- Country of origin: Ireland
- No. of seasons: 2
- No. of episodes: over 500

Production
- Running time: 120 minutes

Original release
- Network: Channel 6
- Release: 30 March 2006 – 31 December 2008

Related
- Day Shift

= Night Shift (Irish TV programme) =

Irish television music show

Night Shift is an Irish television music programme. Like its sister show Day Shift, it was one of Channel 6's Irish programme. It was launched with the network on Thursday, 30 March 2006. Night Shift was transmitted late at night and sometimes early on weekend mornings. The show was hosted by Michelle Doherty and featured the alternative music scene. In 2006, Night Shift was voted the favourite music programme by Hot Press magazine readers.
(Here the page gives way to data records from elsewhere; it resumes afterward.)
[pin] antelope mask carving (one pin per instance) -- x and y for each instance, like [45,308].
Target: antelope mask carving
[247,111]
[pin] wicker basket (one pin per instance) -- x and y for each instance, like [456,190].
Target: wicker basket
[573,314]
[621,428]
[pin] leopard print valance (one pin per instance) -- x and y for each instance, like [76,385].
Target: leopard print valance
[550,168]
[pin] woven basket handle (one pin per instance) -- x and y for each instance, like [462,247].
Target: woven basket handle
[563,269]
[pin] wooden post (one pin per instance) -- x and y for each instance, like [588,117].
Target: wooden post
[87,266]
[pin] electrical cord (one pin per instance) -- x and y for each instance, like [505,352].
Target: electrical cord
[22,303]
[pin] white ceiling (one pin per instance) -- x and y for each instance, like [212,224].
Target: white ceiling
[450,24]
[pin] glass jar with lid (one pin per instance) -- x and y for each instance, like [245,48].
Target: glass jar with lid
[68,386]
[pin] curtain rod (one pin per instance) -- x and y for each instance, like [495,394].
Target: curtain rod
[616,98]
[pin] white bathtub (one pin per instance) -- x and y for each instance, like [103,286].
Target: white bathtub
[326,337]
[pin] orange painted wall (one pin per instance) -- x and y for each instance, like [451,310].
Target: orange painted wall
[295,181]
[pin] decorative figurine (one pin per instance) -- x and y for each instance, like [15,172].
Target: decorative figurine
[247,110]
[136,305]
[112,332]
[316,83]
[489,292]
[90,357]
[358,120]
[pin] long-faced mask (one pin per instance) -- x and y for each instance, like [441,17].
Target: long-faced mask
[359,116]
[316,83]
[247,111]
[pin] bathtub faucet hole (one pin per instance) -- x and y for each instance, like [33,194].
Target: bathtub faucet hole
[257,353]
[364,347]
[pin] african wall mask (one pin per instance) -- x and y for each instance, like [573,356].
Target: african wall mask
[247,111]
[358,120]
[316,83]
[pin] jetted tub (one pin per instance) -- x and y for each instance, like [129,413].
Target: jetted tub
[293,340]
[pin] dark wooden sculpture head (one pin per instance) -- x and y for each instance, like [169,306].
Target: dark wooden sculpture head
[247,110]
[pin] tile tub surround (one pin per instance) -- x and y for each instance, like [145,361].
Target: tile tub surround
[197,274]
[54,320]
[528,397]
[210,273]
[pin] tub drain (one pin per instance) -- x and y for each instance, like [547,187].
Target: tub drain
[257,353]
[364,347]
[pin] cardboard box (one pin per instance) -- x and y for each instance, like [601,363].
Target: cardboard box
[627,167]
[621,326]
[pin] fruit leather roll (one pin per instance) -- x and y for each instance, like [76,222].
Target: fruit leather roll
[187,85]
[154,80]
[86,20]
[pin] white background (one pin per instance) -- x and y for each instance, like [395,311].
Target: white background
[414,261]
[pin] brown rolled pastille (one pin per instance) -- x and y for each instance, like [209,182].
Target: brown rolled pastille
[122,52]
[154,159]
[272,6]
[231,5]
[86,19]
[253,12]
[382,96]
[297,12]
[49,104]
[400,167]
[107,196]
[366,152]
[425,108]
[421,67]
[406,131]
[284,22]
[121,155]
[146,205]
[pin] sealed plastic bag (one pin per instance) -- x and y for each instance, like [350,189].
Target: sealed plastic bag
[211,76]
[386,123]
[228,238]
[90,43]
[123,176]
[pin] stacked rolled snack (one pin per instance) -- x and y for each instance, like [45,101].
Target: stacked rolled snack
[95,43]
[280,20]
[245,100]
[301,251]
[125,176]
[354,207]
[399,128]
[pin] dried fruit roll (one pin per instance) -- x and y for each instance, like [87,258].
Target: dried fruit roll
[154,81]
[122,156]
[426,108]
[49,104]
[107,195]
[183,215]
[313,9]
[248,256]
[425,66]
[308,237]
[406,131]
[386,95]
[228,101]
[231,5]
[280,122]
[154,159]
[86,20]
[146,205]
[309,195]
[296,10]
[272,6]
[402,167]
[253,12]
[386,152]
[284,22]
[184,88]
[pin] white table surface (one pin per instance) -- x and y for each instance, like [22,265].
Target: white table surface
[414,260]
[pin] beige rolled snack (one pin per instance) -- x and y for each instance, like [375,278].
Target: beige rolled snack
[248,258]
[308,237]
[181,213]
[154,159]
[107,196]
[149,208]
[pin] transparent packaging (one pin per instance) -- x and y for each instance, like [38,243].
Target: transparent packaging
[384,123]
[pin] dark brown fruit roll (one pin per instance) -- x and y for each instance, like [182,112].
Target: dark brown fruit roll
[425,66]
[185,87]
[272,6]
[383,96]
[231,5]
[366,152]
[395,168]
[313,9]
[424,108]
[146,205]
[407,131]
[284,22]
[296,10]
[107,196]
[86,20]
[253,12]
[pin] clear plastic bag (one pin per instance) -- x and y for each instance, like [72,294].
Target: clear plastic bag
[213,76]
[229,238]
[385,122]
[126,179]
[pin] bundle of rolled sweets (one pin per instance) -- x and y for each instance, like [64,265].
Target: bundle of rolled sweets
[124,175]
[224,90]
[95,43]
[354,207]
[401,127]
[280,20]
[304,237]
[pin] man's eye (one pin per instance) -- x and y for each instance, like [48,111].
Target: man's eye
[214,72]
The last show aired on 31 December 2008. Channel 6 was replaced by 3e on 1 January 2009.

Despite only airing for two years, the show helped launch many new Irish bands such as Director.

Programme producer Elton Mulally has produced televised coverage of the Choice Music Prize for RTÉ2.

==Under Ether==
In autumn 2009, RTÉ Two commissioned a follow-up show called When Under Ether, hosted by Michelle Doherty and Nightshift producer Elton Mullally. The first series began airing on the 10th of November 2009. A second series, under the altered programme title of just "Under Ether", began broadcasting on the 6th of October 2010.